The group begin to suspect that there is a mole in Stalag 17. A stoolie who rats out their plans to the Nazis. They suspect Sergeant Sefton. Sefton is the most resourceful man in Stalag 17. He openly trades favours with the Nazis for better food, blankets and other luxuries. He takes money off the other inmates by selling them alcohol from his still, taking bets on mouse races and charging for looks through a telescope pointed at the women’s camp. He confidently predicts that the escapees won’t make it any further than the woods and he is right. The rest of the camp resent him for it.
Stalag 17 is a whodunnit set in the POW camp but at its heart, it is a film about how proud American military men deal with confinement and authoritarianism. At various stages of the film they are bored, angry, lusty, scheming and supportive. In such close quarters they sometimes lose their temper with one another. But in their darkest moments, they are also there for one another. One of the saddest inmates of Stalag 17 is Joey, a man so tormented by the sight of his battalion being gunned down that he has become a introverted mute.

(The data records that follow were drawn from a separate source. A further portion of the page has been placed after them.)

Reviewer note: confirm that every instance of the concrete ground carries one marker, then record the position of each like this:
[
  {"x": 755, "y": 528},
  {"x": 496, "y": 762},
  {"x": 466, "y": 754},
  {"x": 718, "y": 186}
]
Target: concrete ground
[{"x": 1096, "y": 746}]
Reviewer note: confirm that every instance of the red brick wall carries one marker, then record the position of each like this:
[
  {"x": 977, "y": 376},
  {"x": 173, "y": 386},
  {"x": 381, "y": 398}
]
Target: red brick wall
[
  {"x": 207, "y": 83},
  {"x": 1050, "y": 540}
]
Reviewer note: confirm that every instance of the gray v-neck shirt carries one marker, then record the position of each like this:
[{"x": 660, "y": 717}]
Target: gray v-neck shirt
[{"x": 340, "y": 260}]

The body of the film focuses on the indomitable spirit of the Stalag 17 POWs. Mostly this takes the form of their harebrained schemes to ridicule the Nazis and to satiate their needs whether it be for gambling, booze or women. William Holden won a Best Actor Oscar for his role as Sgt Sefton but the scenery chewing twosome that really steal the show are Animal and Shapiro. Their antics improbably turn parts of this film into a screwball comedy. They bicker like a married couple, constantly torment their Nazi captors with pranks and they seem unerringly like a prototype of the characters in M*A*S*H and frat house comedies that followed nearly three decades later. For me they were a highlight in this film. Entertainingly daft and never failing to draw a smile.
As with so many of Billy Wilder’s films, Stalag 17 is a quality piece of work because it is populated with well rounded and interesting characters who are enjoyable to watch bounce off one another. Wilder has a sure footed confidence with his direction that sees him to weave together a film that has moments of both darkness and levity, often switching between the two in a single scene.
There are some interesting points of trivia about the film. As I mentioned earlier, Holden won a Best Actor award at the Oscars for his role here. I’m not totally sure why this is. You could argue he isn’t even really the lead actor. I think it was an apology Oscar for not giving him one earlier for his work in Sunset Boulevard. Regardless, Holden’s acceptance speech holds the record to this day for its brevity. He simply said ‘thank you’ and left the stage.
Another curious tidbit about the film is that it was shot chronologically and the cast were supposedly kept in the dark until very late in the film as to the identity of the mole. I don’t know how much of a difference it made to their performances but I will say that I wasn’t able to correctly pick the person out. I like a good whodunnit as much as the next guy and this one was a pearler.
What else is there to say about Stalag 17? It is an entertaining World War II pot boiler that serves up mystery, drama and plenty of laughs. This has it all.
Review Overview
RATING
CLASSIC
Summary : An inventive and thoroughly enjoyable WW2 film that has a little bit of everything. Holden won the plaudits for his role as Sefton but its Animal and Shapiro that made this film memorable for me.